There was a sense of optimism from Glenwood Springs Citizens for Sensible Development that residents who signed the group’s referendum petition would also vote to overturn the annexation this spring.
“I don’t think we’re taking anything for granted,” Laurie Raymond, a spokesperson for Glenwood Springs Citizens for Sensible Development, said Friday. “What we really want people to do is look at both websites and apply their best judgment. I mean, we have some pretty strong … I call it ‘propaganda’ from R2 about all the … potential benefits, and then we have some pretty strong criticisms of those as not being realistic — or even being misinformation.”
The 480 Donegan project website says that if voters overturn the council-approved annexation, city residents would have “very little say over how the parcel is developed since it has already been approved for a commercial park,” but Raymond pushed back at the notion that by overturning the annexation residents would be priming the pasture land for future development that might not offer any housing at all.
If the annexation moves forward, R2 Partners has also agreed to put $100,000 toward a fire evacuation emergency plan, provide an additional evacuation route to Highways 6 & 24 and donate land for a new fire station.

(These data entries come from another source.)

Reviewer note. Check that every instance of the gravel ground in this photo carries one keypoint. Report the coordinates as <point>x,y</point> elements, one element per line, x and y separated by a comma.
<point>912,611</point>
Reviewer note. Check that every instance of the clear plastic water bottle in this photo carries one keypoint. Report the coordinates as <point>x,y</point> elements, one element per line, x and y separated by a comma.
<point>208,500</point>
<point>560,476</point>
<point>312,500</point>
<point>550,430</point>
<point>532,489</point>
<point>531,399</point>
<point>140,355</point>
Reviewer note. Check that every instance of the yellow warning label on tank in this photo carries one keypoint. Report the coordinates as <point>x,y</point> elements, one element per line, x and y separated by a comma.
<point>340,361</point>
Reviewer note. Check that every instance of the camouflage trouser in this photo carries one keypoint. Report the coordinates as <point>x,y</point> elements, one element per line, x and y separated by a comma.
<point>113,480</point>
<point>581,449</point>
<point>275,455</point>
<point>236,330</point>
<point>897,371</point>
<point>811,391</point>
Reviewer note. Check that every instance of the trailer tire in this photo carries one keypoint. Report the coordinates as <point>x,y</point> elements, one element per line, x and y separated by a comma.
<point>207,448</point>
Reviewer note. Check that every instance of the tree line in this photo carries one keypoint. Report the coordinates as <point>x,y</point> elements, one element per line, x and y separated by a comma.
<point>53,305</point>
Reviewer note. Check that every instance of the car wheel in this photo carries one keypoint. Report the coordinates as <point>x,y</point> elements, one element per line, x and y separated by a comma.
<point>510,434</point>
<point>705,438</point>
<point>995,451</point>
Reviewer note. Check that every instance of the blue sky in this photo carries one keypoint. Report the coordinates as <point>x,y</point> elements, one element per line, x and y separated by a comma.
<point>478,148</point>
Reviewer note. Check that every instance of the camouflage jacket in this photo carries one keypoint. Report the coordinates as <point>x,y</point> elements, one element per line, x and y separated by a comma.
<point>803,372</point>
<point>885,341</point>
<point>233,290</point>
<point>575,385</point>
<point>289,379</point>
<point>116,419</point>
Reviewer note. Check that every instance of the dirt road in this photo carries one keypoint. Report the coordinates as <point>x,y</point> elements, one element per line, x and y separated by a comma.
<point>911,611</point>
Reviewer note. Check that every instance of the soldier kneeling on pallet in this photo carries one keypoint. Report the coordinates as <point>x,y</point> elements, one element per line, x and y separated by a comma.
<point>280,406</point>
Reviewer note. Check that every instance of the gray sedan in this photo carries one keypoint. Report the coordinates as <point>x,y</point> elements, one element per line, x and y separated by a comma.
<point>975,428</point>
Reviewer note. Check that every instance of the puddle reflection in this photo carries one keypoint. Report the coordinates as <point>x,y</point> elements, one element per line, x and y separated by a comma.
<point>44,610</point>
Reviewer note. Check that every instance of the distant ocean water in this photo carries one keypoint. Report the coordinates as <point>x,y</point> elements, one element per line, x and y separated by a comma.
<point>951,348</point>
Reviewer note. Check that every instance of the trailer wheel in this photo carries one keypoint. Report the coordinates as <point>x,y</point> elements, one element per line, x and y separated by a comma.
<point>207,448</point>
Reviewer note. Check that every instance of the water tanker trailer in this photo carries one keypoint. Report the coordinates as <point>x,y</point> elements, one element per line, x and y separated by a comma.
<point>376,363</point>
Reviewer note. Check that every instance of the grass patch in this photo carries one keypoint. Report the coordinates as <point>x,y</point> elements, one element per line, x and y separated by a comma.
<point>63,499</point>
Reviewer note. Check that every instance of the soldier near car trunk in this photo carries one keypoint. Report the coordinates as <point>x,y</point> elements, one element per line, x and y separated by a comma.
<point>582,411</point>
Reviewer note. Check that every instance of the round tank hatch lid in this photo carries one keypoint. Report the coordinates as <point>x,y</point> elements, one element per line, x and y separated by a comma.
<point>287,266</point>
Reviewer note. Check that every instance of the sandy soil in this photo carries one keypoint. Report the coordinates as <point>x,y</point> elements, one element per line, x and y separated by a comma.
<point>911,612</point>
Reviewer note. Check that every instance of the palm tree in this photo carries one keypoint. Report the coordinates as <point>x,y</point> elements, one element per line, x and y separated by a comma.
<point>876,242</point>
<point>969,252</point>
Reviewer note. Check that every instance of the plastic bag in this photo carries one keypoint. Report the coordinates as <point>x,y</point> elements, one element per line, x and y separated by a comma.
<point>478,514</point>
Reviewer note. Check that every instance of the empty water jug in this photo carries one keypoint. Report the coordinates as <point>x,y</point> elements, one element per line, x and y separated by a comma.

However, Raymond believed major infrastructure improvements were needed well before any new development moved into the area and said that Glenwood Springs Citizens for Sensible Development would continue to knock on doors as well as speak to various local organizations to promote that message.
Glenwood Springs Mayor Jonathan Godes, who was one of four council members to support the 480 Donegan project, questioned what the citizen group’s vision for the private property was if 300 housing units was not it.
“Legally, what happens if this gets turned down? The underlying zoning of warehouse distribution and semi trucks — that’s what happens. That’s the contrast,” Godes said. “People need to understand what they’re voting for.”